No overall differences in safety or efficacy were reported between elderly patients (> 65 years) and younger patients (< 65 years). No dose adjustment is necessary in this population.

Data from patients > 65 years are too limited to draw conclusions on cHL population.

Renal impairment

No dose adjustment is needed for patients with mild or moderate renal impairment. KEYTRUDA has not been studied in patients with severe renal impairment.

Hepatic impairment

No dose adjustment is needed for patients with mild hepatic impairment. KEYTRUDA has not been studied in patients with moderate or severe hepatic impairment.

Ocular melanoma

There are limited data on the safety and efficacy of KEYTRUDA in patients with ocular melanoma.

Eastern Cooperative Oncology Group (ECOG) performance status score > 2

Patients with ECOG performance status score > 2 were excluded from the clinical trials of melanoma, NSCLC and cHL.

Paediatric population

The safety and efficacy of KEYTRUDA in children below 18 years of age have not yet been established. No data are available.

Method of administration

KEYTRUDA must be administered by intravenous infusion over 30 minutes. KEYTRUDA must not be administered as an intravenous push or bolus injection.

Special precautions for disposal and other handling

Preparation and administration of the infusion

- Do not shake the vial.

- Equilibrate the vial to room temperature (at or below 25°C).

- Prior to dilution, the vial of liquid can be out of refrigeration (temperatures at or below 25°C) for up to 24 hours.

- Parenteral medicinal products should be inspected visually for particulate matter and discolouration prior to administration. The concentrate is a clear to slightly opalescent, colourless to slightly yellow solution. Discard the vial if visible particles are observed.

- Withdraw the required volume up to 4 mL (100 mg) of concentrate and transfer into an intravenous bag containing sodium chloride 9 mg/mL (0.9%) or glucose 50 mg/mL (5%) to prepare a diluted solution with a final concentration ranging from 1 to 10 mg/mL. Each vial contains an excess fill of 0.25 ml (total content per vial 4.25 ml) to ensure the recovery of 4 ml of concentrate. Mix diluted solution by gentle inversion.

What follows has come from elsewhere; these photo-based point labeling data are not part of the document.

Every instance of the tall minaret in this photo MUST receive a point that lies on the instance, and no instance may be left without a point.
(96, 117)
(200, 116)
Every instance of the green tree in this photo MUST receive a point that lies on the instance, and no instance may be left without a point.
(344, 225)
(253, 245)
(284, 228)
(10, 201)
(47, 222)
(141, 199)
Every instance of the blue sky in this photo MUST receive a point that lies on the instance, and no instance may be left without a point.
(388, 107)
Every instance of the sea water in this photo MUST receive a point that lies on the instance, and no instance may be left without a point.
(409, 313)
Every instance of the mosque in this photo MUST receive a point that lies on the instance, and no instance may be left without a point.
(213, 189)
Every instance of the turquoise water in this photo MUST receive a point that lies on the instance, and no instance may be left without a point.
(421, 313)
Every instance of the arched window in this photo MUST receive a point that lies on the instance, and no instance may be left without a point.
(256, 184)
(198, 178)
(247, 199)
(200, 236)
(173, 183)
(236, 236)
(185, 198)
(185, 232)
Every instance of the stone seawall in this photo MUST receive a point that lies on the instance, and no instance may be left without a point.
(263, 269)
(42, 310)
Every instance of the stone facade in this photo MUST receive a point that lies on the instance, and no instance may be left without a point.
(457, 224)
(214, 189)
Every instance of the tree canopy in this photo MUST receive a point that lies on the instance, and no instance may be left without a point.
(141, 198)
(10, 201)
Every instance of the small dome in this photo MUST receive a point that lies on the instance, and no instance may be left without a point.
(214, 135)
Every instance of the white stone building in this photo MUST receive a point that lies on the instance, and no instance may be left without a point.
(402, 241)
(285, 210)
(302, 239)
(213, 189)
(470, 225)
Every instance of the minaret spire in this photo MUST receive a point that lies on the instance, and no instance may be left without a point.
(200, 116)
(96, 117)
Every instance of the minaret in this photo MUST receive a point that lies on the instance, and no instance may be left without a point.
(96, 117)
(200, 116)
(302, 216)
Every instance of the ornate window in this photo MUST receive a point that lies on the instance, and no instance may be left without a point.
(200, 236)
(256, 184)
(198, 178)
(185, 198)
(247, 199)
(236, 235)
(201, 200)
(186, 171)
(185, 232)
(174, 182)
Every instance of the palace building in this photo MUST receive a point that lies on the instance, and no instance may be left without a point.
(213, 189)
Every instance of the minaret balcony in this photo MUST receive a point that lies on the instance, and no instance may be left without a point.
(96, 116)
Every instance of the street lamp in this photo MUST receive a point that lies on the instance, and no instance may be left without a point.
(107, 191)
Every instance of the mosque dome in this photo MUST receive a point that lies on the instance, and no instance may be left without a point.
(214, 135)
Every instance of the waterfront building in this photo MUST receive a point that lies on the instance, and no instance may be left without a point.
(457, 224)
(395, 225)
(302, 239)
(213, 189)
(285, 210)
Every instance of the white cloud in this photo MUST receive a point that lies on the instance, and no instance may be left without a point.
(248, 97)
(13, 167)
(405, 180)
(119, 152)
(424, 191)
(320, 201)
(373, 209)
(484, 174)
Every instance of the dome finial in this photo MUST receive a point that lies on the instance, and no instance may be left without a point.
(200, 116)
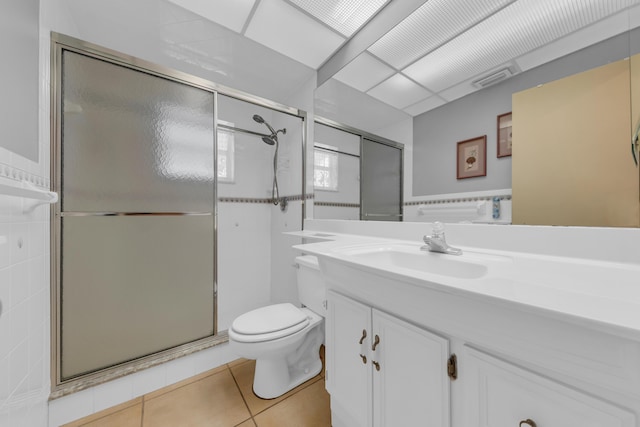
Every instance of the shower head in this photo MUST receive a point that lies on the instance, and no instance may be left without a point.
(259, 119)
(273, 138)
(269, 139)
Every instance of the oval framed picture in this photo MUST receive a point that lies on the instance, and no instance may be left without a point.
(472, 157)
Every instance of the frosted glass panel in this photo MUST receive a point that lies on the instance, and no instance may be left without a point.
(381, 182)
(134, 142)
(133, 286)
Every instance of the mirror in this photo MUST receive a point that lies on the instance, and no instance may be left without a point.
(430, 156)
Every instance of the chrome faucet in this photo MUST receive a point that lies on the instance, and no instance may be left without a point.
(437, 243)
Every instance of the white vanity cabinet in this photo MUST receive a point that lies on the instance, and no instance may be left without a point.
(499, 393)
(383, 371)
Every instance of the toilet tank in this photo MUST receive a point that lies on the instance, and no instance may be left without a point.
(311, 288)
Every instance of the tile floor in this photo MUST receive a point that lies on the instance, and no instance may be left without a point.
(222, 397)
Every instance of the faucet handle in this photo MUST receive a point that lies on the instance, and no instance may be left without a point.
(438, 228)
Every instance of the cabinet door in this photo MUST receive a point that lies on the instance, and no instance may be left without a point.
(500, 394)
(348, 375)
(411, 388)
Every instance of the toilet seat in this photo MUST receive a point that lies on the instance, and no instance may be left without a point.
(268, 323)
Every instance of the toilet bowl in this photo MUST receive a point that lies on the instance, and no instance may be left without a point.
(284, 339)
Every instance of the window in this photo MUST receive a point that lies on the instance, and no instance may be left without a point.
(225, 156)
(325, 169)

- From a microbiological point of view, the product, once diluted, should be used immediately. The diluted solution must not be frozen. If not used immediately, chemical and physical in-use stability of KEYTRUDA has been demonstrated for 24 hours at 2°C to 8°C. This 24 hour hold may include up to 6 hours at room temperature (at or below 25°C). If refrigerated, the vials and/or intravenous bags must be allowed to come to room temperature prior to use. Administer the infusion solution intravenously over 30 minutes using a sterile, non-pyrogenic, low-protein binding 0.2 to 5 µm in-line or add-on filter.

- Do not co-administer other medicinal products through the same infusion line.

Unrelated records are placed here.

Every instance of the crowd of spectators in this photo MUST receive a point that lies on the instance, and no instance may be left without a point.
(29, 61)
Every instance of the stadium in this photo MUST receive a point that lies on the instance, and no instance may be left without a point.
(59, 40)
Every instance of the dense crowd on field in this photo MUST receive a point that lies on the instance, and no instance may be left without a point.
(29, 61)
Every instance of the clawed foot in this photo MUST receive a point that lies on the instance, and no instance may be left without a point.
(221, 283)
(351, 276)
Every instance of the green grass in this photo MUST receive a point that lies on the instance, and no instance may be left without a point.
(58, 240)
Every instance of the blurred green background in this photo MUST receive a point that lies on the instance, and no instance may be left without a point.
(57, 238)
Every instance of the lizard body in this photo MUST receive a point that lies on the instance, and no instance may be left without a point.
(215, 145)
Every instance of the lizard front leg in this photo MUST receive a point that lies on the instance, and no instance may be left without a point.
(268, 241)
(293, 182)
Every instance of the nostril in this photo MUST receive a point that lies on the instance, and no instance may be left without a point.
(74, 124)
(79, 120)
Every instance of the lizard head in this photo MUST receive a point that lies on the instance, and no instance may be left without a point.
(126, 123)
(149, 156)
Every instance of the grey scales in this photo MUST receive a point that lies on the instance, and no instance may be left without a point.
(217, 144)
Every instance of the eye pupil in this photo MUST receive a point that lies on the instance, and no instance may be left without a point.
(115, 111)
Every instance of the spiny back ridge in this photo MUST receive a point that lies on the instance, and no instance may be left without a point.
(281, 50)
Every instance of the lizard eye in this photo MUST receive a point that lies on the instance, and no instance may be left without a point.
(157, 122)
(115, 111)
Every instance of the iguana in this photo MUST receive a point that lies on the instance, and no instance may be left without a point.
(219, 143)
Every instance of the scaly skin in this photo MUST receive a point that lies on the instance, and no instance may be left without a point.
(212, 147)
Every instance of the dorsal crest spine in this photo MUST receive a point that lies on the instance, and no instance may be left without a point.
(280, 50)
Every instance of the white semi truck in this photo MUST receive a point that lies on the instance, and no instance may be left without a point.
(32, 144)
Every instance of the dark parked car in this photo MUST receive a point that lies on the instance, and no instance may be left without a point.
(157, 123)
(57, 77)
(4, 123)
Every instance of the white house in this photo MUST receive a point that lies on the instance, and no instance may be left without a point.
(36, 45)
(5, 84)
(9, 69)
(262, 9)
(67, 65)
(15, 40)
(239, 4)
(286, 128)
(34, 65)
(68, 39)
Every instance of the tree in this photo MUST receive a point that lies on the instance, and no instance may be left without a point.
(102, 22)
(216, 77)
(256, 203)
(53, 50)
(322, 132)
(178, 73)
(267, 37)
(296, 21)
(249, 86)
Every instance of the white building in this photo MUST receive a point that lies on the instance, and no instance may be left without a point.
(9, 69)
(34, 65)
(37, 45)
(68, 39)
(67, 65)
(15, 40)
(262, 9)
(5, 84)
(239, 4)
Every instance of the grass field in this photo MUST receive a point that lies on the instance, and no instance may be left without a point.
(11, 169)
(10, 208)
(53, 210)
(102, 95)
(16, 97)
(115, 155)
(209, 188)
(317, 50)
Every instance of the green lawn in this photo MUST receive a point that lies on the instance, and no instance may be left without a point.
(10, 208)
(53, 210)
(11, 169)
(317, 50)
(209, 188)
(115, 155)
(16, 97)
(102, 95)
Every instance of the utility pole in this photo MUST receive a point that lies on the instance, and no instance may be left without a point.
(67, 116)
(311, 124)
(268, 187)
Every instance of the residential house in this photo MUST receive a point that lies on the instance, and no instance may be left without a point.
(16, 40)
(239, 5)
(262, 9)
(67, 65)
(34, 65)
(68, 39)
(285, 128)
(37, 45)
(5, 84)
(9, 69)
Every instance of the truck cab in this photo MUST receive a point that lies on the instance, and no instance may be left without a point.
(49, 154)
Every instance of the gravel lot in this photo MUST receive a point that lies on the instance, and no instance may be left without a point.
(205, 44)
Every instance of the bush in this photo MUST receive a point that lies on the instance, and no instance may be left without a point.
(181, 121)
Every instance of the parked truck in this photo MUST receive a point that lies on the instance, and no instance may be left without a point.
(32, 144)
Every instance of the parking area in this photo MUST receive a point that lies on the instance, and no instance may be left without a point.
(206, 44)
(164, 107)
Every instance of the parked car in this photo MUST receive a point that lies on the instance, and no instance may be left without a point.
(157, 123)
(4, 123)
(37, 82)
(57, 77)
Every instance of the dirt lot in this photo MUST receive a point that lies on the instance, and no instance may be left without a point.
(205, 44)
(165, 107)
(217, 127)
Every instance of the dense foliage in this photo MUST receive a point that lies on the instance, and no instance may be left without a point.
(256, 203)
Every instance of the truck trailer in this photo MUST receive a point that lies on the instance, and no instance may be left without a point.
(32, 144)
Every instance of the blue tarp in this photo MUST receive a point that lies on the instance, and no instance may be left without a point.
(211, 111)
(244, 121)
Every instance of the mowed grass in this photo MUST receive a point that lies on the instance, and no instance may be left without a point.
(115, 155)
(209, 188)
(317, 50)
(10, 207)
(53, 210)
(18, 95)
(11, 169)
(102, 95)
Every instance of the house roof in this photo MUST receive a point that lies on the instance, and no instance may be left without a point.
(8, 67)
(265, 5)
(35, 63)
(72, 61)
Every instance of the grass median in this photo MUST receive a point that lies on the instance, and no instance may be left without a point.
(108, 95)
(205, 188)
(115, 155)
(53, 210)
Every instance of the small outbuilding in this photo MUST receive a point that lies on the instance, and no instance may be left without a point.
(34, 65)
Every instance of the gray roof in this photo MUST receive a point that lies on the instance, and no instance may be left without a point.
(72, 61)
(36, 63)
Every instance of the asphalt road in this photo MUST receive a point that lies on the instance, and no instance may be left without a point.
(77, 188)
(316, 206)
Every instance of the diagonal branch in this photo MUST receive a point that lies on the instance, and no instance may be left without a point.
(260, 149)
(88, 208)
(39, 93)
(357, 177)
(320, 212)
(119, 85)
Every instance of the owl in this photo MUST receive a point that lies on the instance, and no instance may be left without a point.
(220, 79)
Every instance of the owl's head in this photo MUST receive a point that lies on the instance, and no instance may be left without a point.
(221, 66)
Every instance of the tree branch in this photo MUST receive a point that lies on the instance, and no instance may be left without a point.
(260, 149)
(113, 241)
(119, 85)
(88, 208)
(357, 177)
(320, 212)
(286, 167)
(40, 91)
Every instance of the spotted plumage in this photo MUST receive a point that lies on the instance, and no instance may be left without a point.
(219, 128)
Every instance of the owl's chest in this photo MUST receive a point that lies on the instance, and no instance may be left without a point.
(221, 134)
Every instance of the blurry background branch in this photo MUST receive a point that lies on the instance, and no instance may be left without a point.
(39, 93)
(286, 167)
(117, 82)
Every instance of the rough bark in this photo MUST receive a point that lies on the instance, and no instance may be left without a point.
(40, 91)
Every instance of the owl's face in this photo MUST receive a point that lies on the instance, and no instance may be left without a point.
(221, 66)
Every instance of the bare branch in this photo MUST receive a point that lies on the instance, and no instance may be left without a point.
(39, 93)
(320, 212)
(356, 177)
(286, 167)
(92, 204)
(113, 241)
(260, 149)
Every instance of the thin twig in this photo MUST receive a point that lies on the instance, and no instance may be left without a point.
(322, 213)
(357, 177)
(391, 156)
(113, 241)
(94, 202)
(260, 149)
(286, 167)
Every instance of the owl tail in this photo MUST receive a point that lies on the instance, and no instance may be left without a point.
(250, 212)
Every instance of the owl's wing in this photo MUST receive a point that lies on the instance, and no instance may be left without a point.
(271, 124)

- KEYTRUDA is for single use only. Discard any unused portion left in the vial.

Any unused medicinal product or waste material should be disposed of in accordance with local requirements.

Date of first authorisation/renewal of the authorisation

Date of first authorisation: 17 July 2015

Interaction with other medicinal products and other forms of interaction

No formal pharmacokinetic drug interaction studies have been conducted with pembrolizumab. Since pembrolizumab is cleared from the circulation through catabolism, no metabolic drug-drug interactions are expected.

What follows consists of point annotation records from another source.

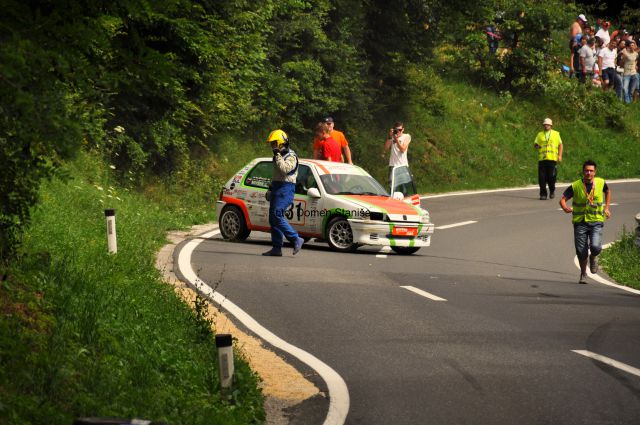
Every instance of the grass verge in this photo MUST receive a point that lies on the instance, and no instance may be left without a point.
(621, 260)
(84, 333)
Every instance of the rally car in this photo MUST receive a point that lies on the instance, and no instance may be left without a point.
(335, 202)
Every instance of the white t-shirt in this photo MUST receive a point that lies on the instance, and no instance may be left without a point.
(608, 57)
(398, 158)
(603, 34)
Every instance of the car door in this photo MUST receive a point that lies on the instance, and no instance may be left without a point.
(305, 214)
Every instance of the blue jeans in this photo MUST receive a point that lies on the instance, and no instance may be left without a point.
(587, 237)
(281, 197)
(629, 85)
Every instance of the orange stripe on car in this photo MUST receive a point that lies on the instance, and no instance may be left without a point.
(317, 164)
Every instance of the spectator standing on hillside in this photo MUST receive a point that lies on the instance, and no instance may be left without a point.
(603, 33)
(630, 73)
(590, 208)
(607, 65)
(587, 59)
(398, 141)
(549, 146)
(339, 137)
(575, 68)
(325, 146)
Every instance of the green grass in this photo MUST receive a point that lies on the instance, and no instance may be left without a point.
(85, 333)
(621, 260)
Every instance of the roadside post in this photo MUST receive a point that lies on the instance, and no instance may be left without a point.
(111, 231)
(224, 344)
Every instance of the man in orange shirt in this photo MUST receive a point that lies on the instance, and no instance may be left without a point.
(338, 136)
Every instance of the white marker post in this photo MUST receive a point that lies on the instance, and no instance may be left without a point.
(111, 231)
(224, 344)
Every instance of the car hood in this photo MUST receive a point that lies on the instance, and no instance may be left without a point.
(396, 210)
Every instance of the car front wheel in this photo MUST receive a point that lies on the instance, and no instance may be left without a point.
(340, 235)
(233, 226)
(405, 250)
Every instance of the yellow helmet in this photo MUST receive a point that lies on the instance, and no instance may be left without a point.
(278, 136)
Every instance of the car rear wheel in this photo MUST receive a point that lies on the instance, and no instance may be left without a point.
(405, 250)
(233, 226)
(340, 235)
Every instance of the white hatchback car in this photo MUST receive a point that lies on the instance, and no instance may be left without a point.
(336, 202)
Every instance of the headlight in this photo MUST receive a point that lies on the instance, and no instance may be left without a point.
(375, 215)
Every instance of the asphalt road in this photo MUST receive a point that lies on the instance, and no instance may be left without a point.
(498, 350)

The use of systemic corticosteroids or immunosuppressants before starting pembrolizumab should be avoided because of their potential interference with the pharmacodynamic activity and efficacy of pembrolizumab. However, systemic corticosteroids or other immunosuppressants can be used after starting pembrolizumab to treat immune-related adverse reactions.